Fiat Chrysler Automobiles plans to spend more than 5 billion euros ($5.7 billion) on new models and engines in Italy over the next three years to try to make better use of factories and boost jobs and margins.
in Automotive News Europe, by Agnieszka Flak & Gianni Montani | Reuters, 29-11-2018
The plans are intended to deliver on a strategy outlined by FCA’s late boss Sergio Marchionne in June, in which he made a commitment to keep converting Italian plants to build higher margin Alfa Romeos, Jeeps and Maseratis, and hybrid and electric versions of its vehicles to protect jobs and lift profitability.

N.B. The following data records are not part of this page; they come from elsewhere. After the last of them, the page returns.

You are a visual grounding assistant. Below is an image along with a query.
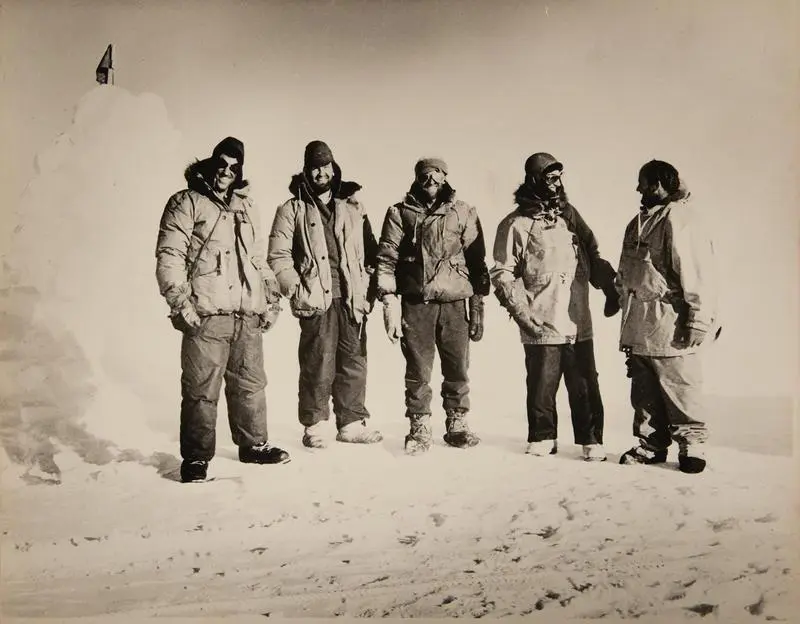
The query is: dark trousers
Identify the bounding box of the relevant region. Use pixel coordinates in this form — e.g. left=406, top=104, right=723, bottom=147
left=628, top=353, right=707, bottom=451
left=524, top=340, right=604, bottom=445
left=400, top=298, right=469, bottom=415
left=180, top=316, right=267, bottom=461
left=298, top=298, right=369, bottom=429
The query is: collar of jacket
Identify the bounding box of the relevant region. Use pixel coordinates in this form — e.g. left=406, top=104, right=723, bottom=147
left=639, top=181, right=691, bottom=217
left=403, top=182, right=456, bottom=215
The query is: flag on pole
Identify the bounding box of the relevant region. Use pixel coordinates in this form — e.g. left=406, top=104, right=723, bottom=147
left=95, top=43, right=114, bottom=84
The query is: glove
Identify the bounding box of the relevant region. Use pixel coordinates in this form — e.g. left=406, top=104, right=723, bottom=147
left=494, top=282, right=509, bottom=309
left=603, top=287, right=620, bottom=317
left=170, top=299, right=202, bottom=333
left=469, top=295, right=483, bottom=342
left=264, top=276, right=281, bottom=303
left=383, top=295, right=403, bottom=344
left=259, top=302, right=283, bottom=332
left=494, top=280, right=544, bottom=337
left=678, top=327, right=706, bottom=347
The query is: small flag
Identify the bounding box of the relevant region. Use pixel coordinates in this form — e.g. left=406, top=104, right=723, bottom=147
left=95, top=43, right=114, bottom=84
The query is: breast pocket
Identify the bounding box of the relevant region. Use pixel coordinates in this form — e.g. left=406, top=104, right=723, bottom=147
left=526, top=224, right=578, bottom=275
left=194, top=248, right=223, bottom=277
left=619, top=243, right=668, bottom=301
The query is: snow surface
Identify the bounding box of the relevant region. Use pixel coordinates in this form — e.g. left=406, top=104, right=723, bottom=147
left=0, top=87, right=798, bottom=622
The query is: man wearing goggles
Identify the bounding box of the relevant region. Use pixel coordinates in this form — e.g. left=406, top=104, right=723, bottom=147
left=492, top=152, right=619, bottom=461
left=156, top=137, right=289, bottom=482
left=377, top=158, right=489, bottom=455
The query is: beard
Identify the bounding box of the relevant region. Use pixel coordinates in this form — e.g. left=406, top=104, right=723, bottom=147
left=308, top=180, right=333, bottom=195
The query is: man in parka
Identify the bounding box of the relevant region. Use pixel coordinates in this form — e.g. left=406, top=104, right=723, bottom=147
left=491, top=152, right=619, bottom=461
left=156, top=137, right=289, bottom=482
left=268, top=141, right=383, bottom=448
left=377, top=158, right=489, bottom=455
left=617, top=160, right=719, bottom=473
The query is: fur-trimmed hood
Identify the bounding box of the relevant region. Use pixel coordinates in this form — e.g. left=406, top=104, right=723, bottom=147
left=289, top=161, right=362, bottom=202
left=183, top=158, right=250, bottom=199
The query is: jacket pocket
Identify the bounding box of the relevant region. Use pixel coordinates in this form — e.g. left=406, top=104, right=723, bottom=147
left=194, top=249, right=222, bottom=277
left=619, top=245, right=668, bottom=301
left=289, top=277, right=322, bottom=318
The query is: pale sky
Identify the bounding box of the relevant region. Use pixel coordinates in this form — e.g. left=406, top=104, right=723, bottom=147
left=0, top=0, right=800, bottom=394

FCA plans to build an Alfa Romeo compact SUV at its Pomigliano plant and a battery-powered Fiat 500 in its Mirafiori factory in Turin. Pomigliano also will produce a mild-hybrid version of the Fiat Panda hatchback.
Production of European versions of the Jeep Compass compact SUV will be added at FCA’s Melfi plant in central Italy. The factory already produces the Jeep Renegade.
FCA’s Cassino plant would get a re-styling of the Alfa Romeo Giulia and Stelvio models and will also produce a medium-size Maserati SUV.
FCA also plans to expand production capacity at its Sevel joint venture with PSA Group, which assembles the Ducato light commercial vehicle, given healthy demand.
The company will launch 13 new models or restylings of existing models in the 2019-2021 period and ensure that all plants in Italy reach full employment, FCA’s new European head, Pietro Gorlier, told unions and journalists in Fiat’s hometown of Turin on Thursday.
FCA appointed Gorlier last month to tackle a region where profitability is below that of rivals, thousands of workers are on temporary layoff schemes, and some plants run way below capacity.
A big part of the investments in Italy will focus on the development of electric and hybrid models and the creation of common platforms that can be used to develop different vehicles to boost efficiencies and flexibility, Gorlier said.
“These are investments that are capable of being implemented and kick off tomorrow morning,” Gorlier said, stressing that additional plans for Italy and other plants in Europe – in Poland, Serbia and Turkey – would be announced at a later stage.
Gorlier said the investments were based on an outlook for the market seen as “substantially stable” in the coming years, even though a slight contraction is expected in 2020 given introduction of stricter emissions regulations.
He said a previously announced target to discontinue production of diesel passenger cars in Europe by 2021 was “too aggressive” and the company would keep producing diesel models beyond that date. But he confirmed the overall trend towards a gradual shift away from diesel remained.
Union officials, who fretted when promises for full employment had slipped from 2015 to 2018 and then to 2022, welcomed the plans, especially the fact that they were being implemented immediately.
“We are very satisfied,” said Marco Bentivogli, secretary general at the FIM Cisl union. “We are talking about 5 billion euros out of a total five-year spend for EMEA of 8.7 billion euros that’s an extraordinary concentration of new products.”